Rep. Lauren Boebert's (R-Colo.) compelling story to explain her gun rights advocation has been dismantled by fact-checkers who are now offering clarity on her claims.
The Washington Post has given Boebert three Pinocchios after uncovering hard facts about her claims. On multiple occasions, Boebert, who became a popular name among conservatives due to the gun-friendly policies in place at her restaurant in Shooters Grill of Rifle, Colo., has insisted that a fatal altercation outside of her restaurant led to her decision to carry a firearm and allow her staff to also do so.
In a previous tweet, Boebert said, "After a violent incident outside my business, I took advantage of Colorado's open-carry laws and began to carry at work."
Reiterating those same remarks, Boebert appeared at the Conservative Political Action Conference (CPAC) where she alluded to the story again on February 27 saying, "Shortly after we opened our restaurant, there was an altercation where a man was beat to death … outside of my restaurant, beat to death by another man. No weapons. And I immediately wondered, how am I going to protect everyone?"

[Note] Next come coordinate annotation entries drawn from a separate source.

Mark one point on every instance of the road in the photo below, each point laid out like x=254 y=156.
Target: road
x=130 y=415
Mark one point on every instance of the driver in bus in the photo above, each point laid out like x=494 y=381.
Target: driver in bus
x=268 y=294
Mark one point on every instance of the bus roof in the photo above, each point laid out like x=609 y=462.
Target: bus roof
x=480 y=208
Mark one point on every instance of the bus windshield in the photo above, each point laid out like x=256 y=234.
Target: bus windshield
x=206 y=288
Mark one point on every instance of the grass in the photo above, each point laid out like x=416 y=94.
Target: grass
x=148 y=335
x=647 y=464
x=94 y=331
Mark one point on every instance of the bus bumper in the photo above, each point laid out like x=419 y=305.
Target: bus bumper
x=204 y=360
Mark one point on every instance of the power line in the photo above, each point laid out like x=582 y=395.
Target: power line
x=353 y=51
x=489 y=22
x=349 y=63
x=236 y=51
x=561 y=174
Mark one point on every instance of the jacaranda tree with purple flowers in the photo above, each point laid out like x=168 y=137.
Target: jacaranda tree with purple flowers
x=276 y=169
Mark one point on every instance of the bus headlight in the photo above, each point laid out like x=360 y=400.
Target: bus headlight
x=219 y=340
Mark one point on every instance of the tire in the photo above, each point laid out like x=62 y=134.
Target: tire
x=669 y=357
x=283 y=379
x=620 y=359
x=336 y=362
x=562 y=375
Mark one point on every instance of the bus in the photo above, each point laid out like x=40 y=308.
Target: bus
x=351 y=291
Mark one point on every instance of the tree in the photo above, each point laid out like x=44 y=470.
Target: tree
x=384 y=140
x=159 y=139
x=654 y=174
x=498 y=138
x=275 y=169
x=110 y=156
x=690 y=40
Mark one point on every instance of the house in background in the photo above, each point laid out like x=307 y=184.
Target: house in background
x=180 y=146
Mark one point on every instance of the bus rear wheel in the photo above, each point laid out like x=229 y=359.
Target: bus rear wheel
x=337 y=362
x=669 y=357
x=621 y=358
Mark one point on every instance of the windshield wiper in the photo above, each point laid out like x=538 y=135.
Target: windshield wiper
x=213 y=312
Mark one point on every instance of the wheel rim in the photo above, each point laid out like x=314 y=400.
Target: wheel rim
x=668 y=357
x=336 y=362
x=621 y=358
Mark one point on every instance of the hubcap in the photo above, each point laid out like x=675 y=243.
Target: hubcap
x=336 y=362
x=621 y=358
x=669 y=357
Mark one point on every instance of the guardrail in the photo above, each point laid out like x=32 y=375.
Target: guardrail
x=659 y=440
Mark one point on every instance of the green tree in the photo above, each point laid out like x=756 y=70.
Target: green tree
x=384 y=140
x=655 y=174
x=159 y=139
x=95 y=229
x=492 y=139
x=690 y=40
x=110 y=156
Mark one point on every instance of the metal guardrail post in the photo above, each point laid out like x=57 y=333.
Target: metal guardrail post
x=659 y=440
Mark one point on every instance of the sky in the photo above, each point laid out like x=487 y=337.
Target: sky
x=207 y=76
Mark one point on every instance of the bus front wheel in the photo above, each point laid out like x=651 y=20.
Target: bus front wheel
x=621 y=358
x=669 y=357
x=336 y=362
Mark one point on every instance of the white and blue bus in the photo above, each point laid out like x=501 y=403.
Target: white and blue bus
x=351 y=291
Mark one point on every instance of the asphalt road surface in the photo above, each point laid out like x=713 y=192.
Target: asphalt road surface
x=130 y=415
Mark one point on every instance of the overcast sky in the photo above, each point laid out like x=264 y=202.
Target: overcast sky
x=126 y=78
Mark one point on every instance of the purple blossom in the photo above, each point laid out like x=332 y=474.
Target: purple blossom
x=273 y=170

Most recently on March 10, Boebert rehashed the story yet again. She said, "When I became a business owner, I needed to protect myself,. There was an altercation outside of my restaurant where a man was physically beat to death. There were no weapons involved. He was beat to death by another man's hands."
Despite referencing the incident on multiple occasions, the publication has unearthed "raw investigative files" complied by the Rifle Police Department's fact-checker which proves Boebert has not been completely truthful about what happened on that fateful night.
According to the report, Boebert's claims about the man who was allegedly killed outside of her restaurant are "mainly fictional." The report notes that investigators determined the man, identified as Anthony Green, "had been briefly involved in a fight, possibly related to a drug transaction."
Witnesses also revealed, "Green had fought with a man who had a prosthetic leg, which then fell off." One witness confirmed, Green "duked that guy out." Initially, the fight raised suspicions about the possibility of Green's death being a homicide, but after gathering more evidence, investigators determined that may not have been the best categorization.
The publication reports:
"Investigators interviewed witnesses and collected evidence, the possibility of murder quickly appeared remote. Green had a gash on the head, but that appeared to be from a fall. There were no obvious injuries to his abdomen. In his pocket, he was carrying a glass pipe that was filled with the residue of methamphetamine."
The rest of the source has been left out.